Trading volumes fell 63 percent year-on-year to 25.6 billion euros (20.2 billion pounds) in the three months to end-June, while average European prime yields increased 16 basis points to 6.5 percent, the highest for two years.

"The market took an early holiday," said Michael Rhydderch, head of Cushman's European cross border capital markets group.

"Deal volumes have slowed not so much because of a shortage of demand or supply but because of the sheer uncertainty over financing and hence pricing," he said.

Larger European markets are still reeling from a global debt famine, with UK transaction volumes down 60 percent, German volumes down 55 percent and property trading in France down 51 percent but the worst declines have been in smaller markets such as Greece, Ireland and Hungary.

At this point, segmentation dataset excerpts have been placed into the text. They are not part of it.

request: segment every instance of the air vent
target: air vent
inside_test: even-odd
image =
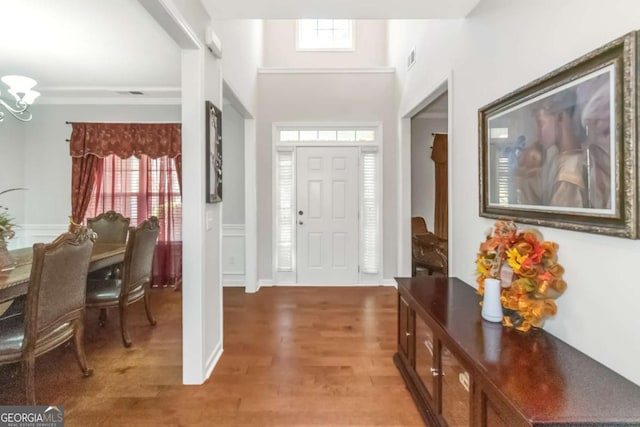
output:
[[[139,90],[119,90],[116,91],[118,95],[144,95],[144,92],[140,92]]]
[[[416,63],[416,48],[412,48],[407,57],[407,70]]]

Despite high-profile corporate casualties such as property firm Martinsa Fadesa, Spanish real estate transaction volumes have dipped less than 10 percent on last year's figures.

Cushman & Wakefield said Spanish property re-pricing -- behind only the UK and Norway in its severity -- had opened up a rich seam of investment opportunities at a faster rate.

OCCUPATIONAL PROSPECTS

Occupational markets remain stronger, with prime rents up 8.9 percent in the year to June but the rate of growth is slowing, the report said.  Continued...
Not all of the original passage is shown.